Oleh: Yons Achmad
Penulis | Pembicara | Pencerita
(Storyteller. Founder Brandstory Indonesia)
Persiapannya cukup matang. Jurnalis SCTV Palu, Syamsuddin Tobone sudah berdandan rapi dengan seragam kantor dikenakannya. Ritual sebelum menunaikan tugasnya sebagai jurnalis televisi. Narasumber kali ini seorang Direktur Lalu Lintas berpangkat Kombes. Kabar buruk mengintai. Tugu Titik Nol Kilometer, Kora, Palu menjadi saksi drama tidak mengenakkan. Kejadiannya pada pertengahan Juli 2024.

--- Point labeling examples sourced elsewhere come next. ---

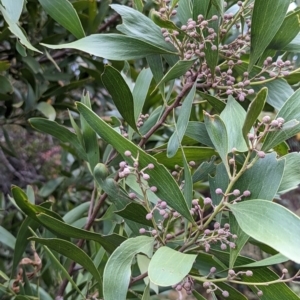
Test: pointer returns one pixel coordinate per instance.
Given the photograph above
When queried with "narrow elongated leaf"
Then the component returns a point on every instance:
(287, 31)
(161, 268)
(179, 69)
(137, 25)
(113, 46)
(60, 132)
(140, 91)
(291, 174)
(182, 122)
(268, 168)
(109, 243)
(64, 13)
(13, 9)
(197, 154)
(159, 176)
(117, 270)
(264, 25)
(120, 93)
(289, 112)
(218, 134)
(254, 109)
(16, 30)
(234, 117)
(275, 225)
(73, 252)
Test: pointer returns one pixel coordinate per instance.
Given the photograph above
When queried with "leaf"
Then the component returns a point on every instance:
(269, 261)
(264, 25)
(182, 122)
(120, 93)
(135, 212)
(140, 91)
(16, 30)
(63, 12)
(159, 176)
(89, 137)
(137, 25)
(234, 117)
(60, 132)
(289, 112)
(47, 110)
(73, 252)
(270, 170)
(113, 46)
(29, 209)
(13, 9)
(271, 224)
(254, 110)
(287, 31)
(197, 154)
(218, 134)
(291, 174)
(161, 268)
(198, 132)
(109, 243)
(179, 69)
(7, 238)
(117, 270)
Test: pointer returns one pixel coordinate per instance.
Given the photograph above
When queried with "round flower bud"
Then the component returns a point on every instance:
(261, 154)
(127, 153)
(266, 119)
(225, 294)
(236, 192)
(246, 193)
(219, 191)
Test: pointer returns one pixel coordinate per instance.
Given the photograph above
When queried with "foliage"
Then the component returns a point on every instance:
(172, 129)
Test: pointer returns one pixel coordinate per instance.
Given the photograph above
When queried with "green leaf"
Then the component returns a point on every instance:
(289, 112)
(271, 224)
(287, 31)
(73, 252)
(7, 238)
(161, 268)
(234, 117)
(159, 176)
(197, 154)
(270, 170)
(218, 134)
(198, 132)
(16, 30)
(89, 137)
(29, 209)
(254, 110)
(135, 212)
(13, 9)
(179, 69)
(117, 270)
(140, 91)
(137, 25)
(120, 93)
(182, 122)
(113, 46)
(47, 110)
(264, 25)
(269, 261)
(63, 12)
(60, 132)
(291, 174)
(109, 243)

Bertemu di lokasi, Syam memperkenalkan diri. Sebelumnya memang sudah membuat janji dengan asisten pribadi Pak Kombes. Setelah ngobrol beberapa saat, sesi rekaman pun dimulai. Syamsuddin menyiapkan peralatan “tempurnya”. Sang Kombes bersiap-siap. Tapi tiba-tiba.

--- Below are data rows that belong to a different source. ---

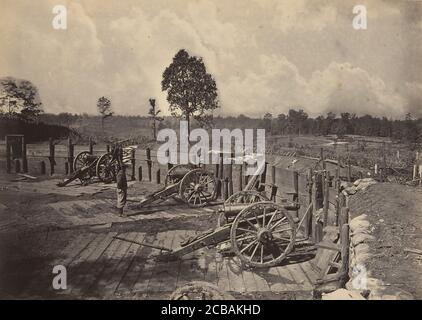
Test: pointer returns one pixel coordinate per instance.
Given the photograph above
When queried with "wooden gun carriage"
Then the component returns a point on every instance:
(261, 232)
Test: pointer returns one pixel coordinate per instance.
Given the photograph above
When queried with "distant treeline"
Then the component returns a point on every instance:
(295, 122)
(298, 122)
(33, 131)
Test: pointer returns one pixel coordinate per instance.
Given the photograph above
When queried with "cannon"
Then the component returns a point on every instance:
(87, 166)
(193, 185)
(261, 233)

“Kenapa merekam wawancara pakai HP? Saya tidak mau. Masa wawancara pakai HP, HP merek China lagi, suruh direkturmu belikan HP canggih,” katanya.
Syam kaget. Tentu saja.
Tak ingin wawancaranya gagal, Syamsuddin mencoba menjelaskan bahwa ponsel yang digunakan mampu menghasilkan rekaman berkualitas tinggi. Namun, penjelasannya tidak diterima baik oleh narasumber.
Sampai anak buahnya, anggota lantas Polda, datang dan membisikkan kepada Syam dan bilang, “Sudah, tidak usah dibantah,”
Cerita di atas, bagi pekerja media, tentu agak memilukan.
Saya jadi teringat Film berjudul Nightcrawler yang pernah saya tonton. Dibintangi Jake Gyllenhaal. Film bergenre thriller kriminal garapan sutradara Dan Gilory yang rilis pada 2014 silam. Nightcrawler berkisah tentang pria bernama Louis Bloom atau Lou (Jake Gyllenhaal) yang tengah kesulitan mencari pekerjaan. Hingga suatu ketika ia melihat sebuah insiden tabrakan mobil di jalan.
Seorang fotografer lepas terlihat sibuk mengabadikan kejadian nahas itu melalui kameranya. Lou lantas berkenalan dengan fotografer yang diketahui bernama Joe Loder (Bill Pixton) ini. Joe menjelaskan bahwa ia bekerja dengan menjual hasil rekaman kejadian-kejadian tragis seperti kecelakaan, kebakaran, dan lainnya kepada kantor berita lokal. Lou pun tertarik pada pekerjaan yang disebut dengan Nightcrawler ini.
Dengan menjual sepeda curian, Lou membeli beberapa peralatan untuk memulai pekerjaan barunya. Bekerja sebagai Nightcrawler ternyata tidak mudah karena Lou harus menjadi orang pertama yang datang ke lokasi kejadian, bahkan sebelum polisi. Lou juga harus bisa mengambil foto atau video menggunakan angle yang menarik.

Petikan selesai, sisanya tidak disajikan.